I/O Rate Health Checks
When the channel subsystem’s path selection algorithms for routing work to better performing paths works well, the CMR time imbalance can be averted. However, there is an I/O start rate imbalance at the device. The IOS health check infrastructure also alerts clients when this is detected.
On occasion, clients have experienced cases, after power on reset, where a subset of links fail to initialize at the highest expected link speed. When this occurs an asymmetry in performance can occur leading to unexpected bottlenecks and failing to meet service level agreements. With the creation of the Read Diagnostic Parameters capability described below (see Diagnostic Commands on page 7), z/OS can now recognize when inconsistencies in link speeds occur across paths to a storage system and end to end on a single path. When these inconsistencies occur the IOS component of z/OS will issue health check messages warning clients that performance issues may occur.
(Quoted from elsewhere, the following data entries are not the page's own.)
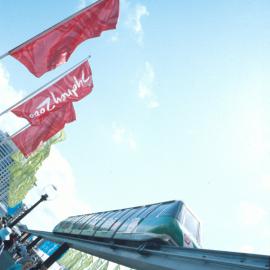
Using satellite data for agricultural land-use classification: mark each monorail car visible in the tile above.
[53,201,201,248]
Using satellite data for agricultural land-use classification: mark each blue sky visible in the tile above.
[0,0,270,254]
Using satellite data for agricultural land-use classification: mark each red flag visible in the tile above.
[9,0,119,77]
[11,61,93,125]
[12,102,76,157]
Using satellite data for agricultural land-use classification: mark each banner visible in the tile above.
[9,0,119,77]
[11,102,76,157]
[11,61,93,125]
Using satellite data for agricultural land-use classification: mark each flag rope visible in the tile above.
[0,55,91,116]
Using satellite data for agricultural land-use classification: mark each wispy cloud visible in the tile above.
[126,4,150,45]
[77,0,87,10]
[239,202,267,226]
[138,62,159,109]
[112,123,137,150]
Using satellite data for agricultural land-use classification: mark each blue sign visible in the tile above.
[38,240,60,256]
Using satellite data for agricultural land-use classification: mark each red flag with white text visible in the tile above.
[11,102,76,157]
[11,61,93,125]
[9,0,119,77]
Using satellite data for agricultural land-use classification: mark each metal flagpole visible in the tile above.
[0,0,103,60]
[0,124,30,151]
[0,55,91,116]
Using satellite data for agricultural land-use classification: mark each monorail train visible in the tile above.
[53,201,201,248]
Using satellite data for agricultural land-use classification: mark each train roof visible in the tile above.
[69,200,184,218]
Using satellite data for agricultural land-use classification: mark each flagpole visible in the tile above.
[0,55,91,116]
[0,124,30,149]
[0,0,104,60]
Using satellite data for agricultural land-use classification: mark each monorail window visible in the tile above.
[181,206,200,242]
[118,207,145,233]
[139,204,160,219]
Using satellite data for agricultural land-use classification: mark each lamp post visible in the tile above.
[8,185,57,228]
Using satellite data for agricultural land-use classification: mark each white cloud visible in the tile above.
[239,202,267,226]
[261,176,270,191]
[0,64,26,134]
[78,0,86,10]
[126,4,149,45]
[112,123,137,150]
[24,146,91,230]
[138,62,159,109]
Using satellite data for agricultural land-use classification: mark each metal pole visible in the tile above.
[40,243,69,269]
[8,194,48,228]
[26,236,43,251]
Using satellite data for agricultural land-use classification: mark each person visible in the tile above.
[4,232,17,250]
[0,227,12,254]
[16,243,28,260]
[8,257,34,270]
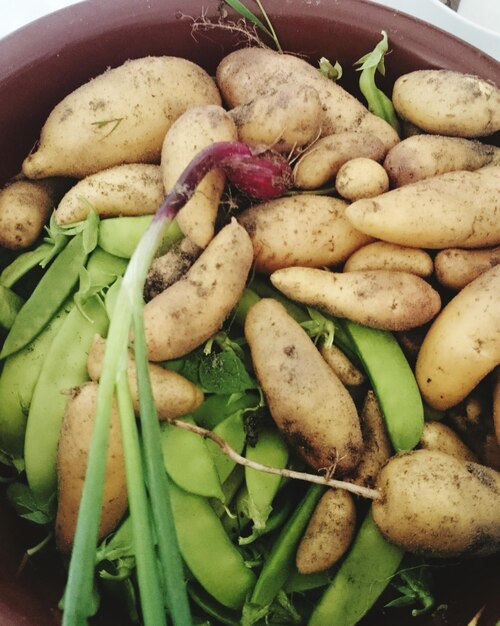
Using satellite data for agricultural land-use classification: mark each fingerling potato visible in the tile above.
[23,56,220,178]
[144,219,253,361]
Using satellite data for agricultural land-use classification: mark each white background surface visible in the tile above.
[0,0,500,61]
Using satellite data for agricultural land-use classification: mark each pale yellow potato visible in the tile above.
[55,382,128,552]
[238,194,371,273]
[161,105,237,248]
[23,56,220,178]
[420,422,477,463]
[144,219,253,361]
[245,298,363,475]
[335,157,389,202]
[56,163,165,224]
[416,265,500,410]
[271,267,441,330]
[344,241,433,276]
[295,489,356,574]
[293,131,387,189]
[493,367,500,445]
[229,84,323,152]
[346,391,392,488]
[87,335,204,420]
[0,179,61,250]
[346,165,500,249]
[384,135,500,187]
[434,246,500,290]
[392,70,500,137]
[216,48,399,149]
[372,450,500,558]
[319,343,366,387]
[144,237,203,302]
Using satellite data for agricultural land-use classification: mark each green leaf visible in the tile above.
[354,30,400,133]
[319,57,342,82]
[199,350,257,394]
[224,0,283,52]
[7,482,56,525]
[80,205,100,254]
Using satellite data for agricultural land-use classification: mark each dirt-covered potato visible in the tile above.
[295,489,356,574]
[0,179,64,250]
[216,48,399,149]
[87,335,204,420]
[346,165,500,249]
[344,241,433,277]
[384,134,500,187]
[144,220,253,361]
[229,84,323,152]
[293,131,386,189]
[56,382,128,552]
[144,237,203,302]
[245,298,363,474]
[372,450,500,558]
[346,391,392,487]
[420,422,477,463]
[23,56,220,178]
[161,105,237,248]
[434,246,500,290]
[335,157,389,202]
[416,265,500,410]
[271,267,441,330]
[392,70,500,137]
[238,194,371,273]
[56,163,165,224]
[319,342,366,387]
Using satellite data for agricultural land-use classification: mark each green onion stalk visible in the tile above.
[63,142,292,626]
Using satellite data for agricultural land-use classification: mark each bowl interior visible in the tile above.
[0,0,500,626]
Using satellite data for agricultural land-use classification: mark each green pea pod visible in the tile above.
[87,247,128,285]
[339,320,424,452]
[0,233,87,358]
[308,512,404,626]
[187,581,240,626]
[24,292,108,502]
[245,428,289,532]
[0,285,24,330]
[98,215,184,259]
[207,411,246,483]
[161,417,224,500]
[170,483,255,610]
[0,243,52,287]
[0,303,72,458]
[192,391,259,430]
[248,485,324,608]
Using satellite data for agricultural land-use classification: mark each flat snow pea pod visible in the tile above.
[161,417,224,500]
[0,233,87,358]
[0,302,72,458]
[0,285,24,330]
[250,485,324,608]
[206,410,246,483]
[98,215,184,259]
[187,582,240,626]
[245,428,289,531]
[170,483,255,609]
[192,391,259,430]
[87,247,128,285]
[308,513,404,626]
[0,243,52,288]
[24,292,108,502]
[339,320,424,452]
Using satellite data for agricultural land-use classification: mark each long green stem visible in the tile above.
[116,371,166,626]
[134,300,192,626]
[63,291,132,626]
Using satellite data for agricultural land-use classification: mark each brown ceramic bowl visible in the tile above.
[0,0,500,626]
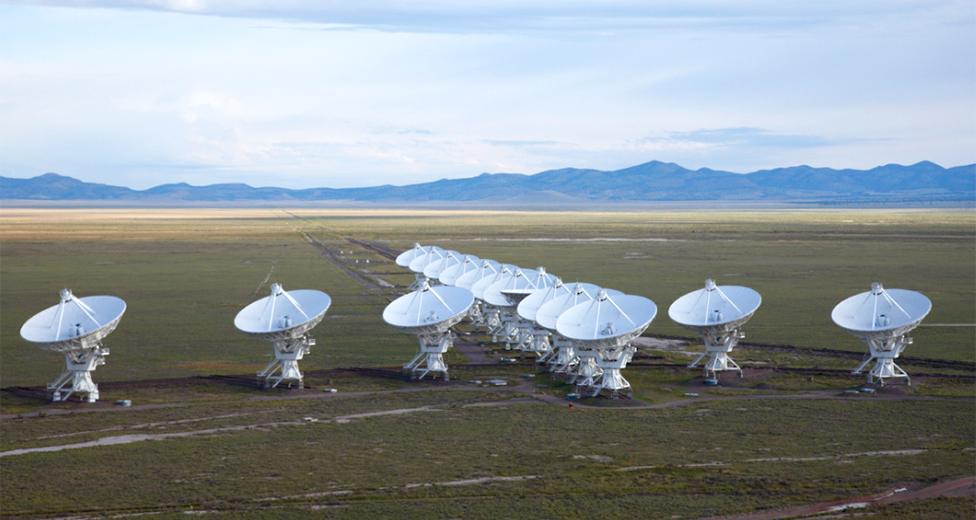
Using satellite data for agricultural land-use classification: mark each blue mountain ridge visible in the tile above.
[0,161,976,203]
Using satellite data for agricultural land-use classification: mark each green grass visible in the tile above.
[0,210,976,518]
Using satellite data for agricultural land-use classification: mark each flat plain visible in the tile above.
[0,209,976,518]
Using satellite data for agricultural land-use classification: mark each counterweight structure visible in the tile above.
[20,289,126,403]
[234,283,332,388]
[831,282,932,386]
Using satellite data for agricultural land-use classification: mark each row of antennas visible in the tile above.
[384,244,932,395]
[20,283,332,403]
[20,245,932,402]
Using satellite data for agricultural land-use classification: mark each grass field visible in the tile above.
[0,209,976,518]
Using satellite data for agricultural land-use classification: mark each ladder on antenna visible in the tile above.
[47,343,110,403]
[258,334,315,388]
[688,328,746,378]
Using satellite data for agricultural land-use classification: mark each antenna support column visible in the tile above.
[852,334,912,386]
[403,330,454,381]
[47,345,109,403]
[547,334,579,374]
[258,334,315,388]
[566,345,603,387]
[591,346,637,398]
[688,328,745,378]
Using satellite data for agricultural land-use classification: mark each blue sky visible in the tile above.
[0,0,976,188]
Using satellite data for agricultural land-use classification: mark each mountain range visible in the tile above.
[0,161,976,205]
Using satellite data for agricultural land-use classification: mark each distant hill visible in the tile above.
[0,161,976,204]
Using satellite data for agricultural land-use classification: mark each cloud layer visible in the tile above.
[0,0,976,187]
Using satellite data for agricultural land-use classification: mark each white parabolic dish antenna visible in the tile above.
[234,284,332,339]
[410,246,447,274]
[20,289,126,403]
[234,283,332,388]
[437,255,481,285]
[668,279,762,377]
[396,244,427,267]
[454,258,502,289]
[535,282,623,330]
[481,268,538,307]
[556,291,657,347]
[517,278,571,321]
[424,251,464,280]
[383,281,474,379]
[830,283,932,384]
[556,290,657,396]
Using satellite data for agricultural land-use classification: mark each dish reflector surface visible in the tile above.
[20,289,126,347]
[535,282,623,330]
[410,246,447,274]
[454,259,502,289]
[437,255,481,285]
[383,282,474,332]
[668,280,762,327]
[830,283,932,332]
[556,291,657,342]
[481,268,539,307]
[234,283,332,335]
[424,251,464,280]
[510,278,571,321]
[471,264,518,300]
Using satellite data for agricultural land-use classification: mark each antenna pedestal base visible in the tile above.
[47,346,109,403]
[581,346,637,398]
[258,334,315,388]
[688,329,745,378]
[852,334,912,386]
[518,320,552,359]
[403,331,454,381]
[566,347,603,387]
[546,334,579,374]
[468,301,486,327]
[500,308,522,350]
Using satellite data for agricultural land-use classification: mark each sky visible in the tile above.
[0,0,976,188]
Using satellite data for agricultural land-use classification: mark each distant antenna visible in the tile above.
[532,282,608,383]
[234,283,332,388]
[20,289,126,403]
[556,290,657,397]
[481,267,545,350]
[383,280,474,381]
[437,255,481,285]
[424,251,464,280]
[830,282,932,386]
[454,258,502,328]
[516,278,571,364]
[471,264,518,342]
[668,279,762,381]
[396,244,427,267]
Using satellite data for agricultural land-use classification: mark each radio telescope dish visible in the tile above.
[409,246,447,274]
[234,283,332,388]
[481,267,545,307]
[383,281,474,381]
[20,289,126,403]
[471,264,518,342]
[396,244,428,267]
[454,259,502,328]
[535,282,623,376]
[668,279,762,379]
[556,290,657,397]
[424,251,464,280]
[437,255,481,285]
[830,282,932,385]
[484,267,545,350]
[454,258,502,290]
[517,278,572,321]
[516,278,571,363]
Displaying Switch State Information
The display matrix command for switches was created to display state information for each port of a switch.
Displaying Inter-Switch Link Information
Clients can display information about the Inter-Switch Links (ISLs) using the display matrix command for devices and using the optional keyword for requesting the route information.
Read Diagnostic Parameters (RDP) is a new T11.org standard Extended Link Service (ELS) that provides the instrumentation needed for z Systems to provide enhanced problem determination and fault isolation.
Instrumentation data kept at every link in the SAN can be obtained using this in-band ELS command. IBM Z and z/OS retrieve the data and display it on the operator console via the display matrix operator commands shown below.
IBM System z Discovery and Auto-configuration and Dynamic CHPID Management
IBM Z and z/OS provide tooling, System z Discovery and Auto-Configuration, which can significantly simplify I/O configuration planning and definition. Clients can simplify plug in new storage systems into the SAN and have z/OS automatically discover the topology and propose a configuration definition with the optimal availability characteristics. Clients only need to insure that the physical connections are made with sufficient redundancy that no single point of failures exist.
Further, Dynamic CHPID Management allows clients can choose to allow a subset of the channels available be dynamically assigned to storage systems on the fly, when the work load requires additional I/O bandwidth and I/O requests to meet the WLM specified goals. This allows management at a coarser level, simplifying the human task and possibly reducing hardware costs while improving the system’s ability to meet the demands of a very dynamic workload mix.